Skinner’s project focuses on an innovative AI tool that is able to generate engineering designs based on priorities set by the user. While generative design — a technique where AI can produce new content like potential design solutions — is not new, Skinner took it a step further. He integrated physics-informed machine learning, coding physics into the way AI thinks and learns. “I was inspired to do this research through my own experience creating engineering projects for clubs like Science Olympiad,” Skinner explained. He continued, “As I learned the engineering process, I saw shortcomings in it, and this project was my way of trying to fix them.”

In typical engineering workflow, balancing multiple ideas like strength, cost, weight and aesthetics often requires repeated optimization and testing. This consumes time, money and negatively impacts the environment. Skinner’s program greatly simplifies this, efficiently generating designs that reflect the engineer’s varying objectives.

In order to show how this could be applied, Skinner created a prototype that can generate car wheel designs based on four inputs from the engineer: how much they prioritize strength, weight, heat dissipation and aesthetics. “I’m personifying the AI program here,” he elaborated, “but imagine the engineer saying, ‘I want wheel designs that are really strong and very good at dissipating heat. I care a bit about aesthetics, and I don’t care about the weight,’ and then the program outputs a set of designs it generated that fit that description.” 

Unlike traditional machine learning models that rely solely on data, Skinner’s system incorporates laws of physics into the way AI learns and makes decisions. With limited information to guide him through this process, Skinner noted, “The physics was very complex and so was the machine learning, but it was putting them together that required much more problem solving and trial and error.” 

Beyond all the technical aspects, Skinner said that one of the most meaningful lessons he received from this competition was learning how to effectively explain his work and the importance of connecting with other people. “For the competing aspect, I had to learn to explain a complex project in a way that is simultaneously detailed and fully understandable, and to deliver my presentation in a way that really makes an impact on the judges,” he shared. 

From attending the national competition, Skinner also found inspiration from his peers, making meaningful friendships along the way. When the time came for the awards ceremony, Skinner described the moment as both surreal and validating, adding, “It was structured like a very fancy banquet with a big stage in the front of the room; everything was

professionally lit and decorated, there was dramatic music playing, we were all wearing suits; this all gave me the immediate impression that I was at something out of my league.” 
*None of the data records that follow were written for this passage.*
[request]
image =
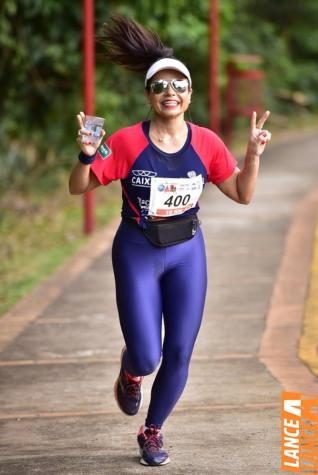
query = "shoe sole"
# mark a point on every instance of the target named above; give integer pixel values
(143, 461)
(116, 386)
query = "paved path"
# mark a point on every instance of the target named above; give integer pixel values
(58, 361)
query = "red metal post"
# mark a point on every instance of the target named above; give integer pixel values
(214, 106)
(89, 95)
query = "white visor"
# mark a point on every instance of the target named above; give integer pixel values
(167, 63)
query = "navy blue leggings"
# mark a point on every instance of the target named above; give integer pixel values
(154, 282)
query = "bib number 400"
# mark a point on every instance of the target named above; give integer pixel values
(176, 201)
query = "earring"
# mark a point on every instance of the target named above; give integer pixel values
(149, 112)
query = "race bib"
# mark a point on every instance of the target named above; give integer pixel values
(171, 196)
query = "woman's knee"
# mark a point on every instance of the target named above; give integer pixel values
(177, 358)
(144, 363)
Ultimately, winning this award was the closure he needed over the past 12 years of school. “This was something I had hoped would be inspirational to others if I achieved it,” he said, “but seeing all those early mornings and late nights working turn into success was suddenly inspirational to myself as well, like a confirmation that it was all worth it and that this kind of endeavor always will be.” 

Looking ahead, Skinner hopes to continue refining and eventually publishing his findings. As he prepares to study aerospace engineering in college, his long-term dream is to design a spacecraft for NASA. He concluded, “I want to use physics to reveal the best possible engineering designs like I did with my project, and I want to use engineering to build spacecraft that explore the universe and reveal the beauty in it.”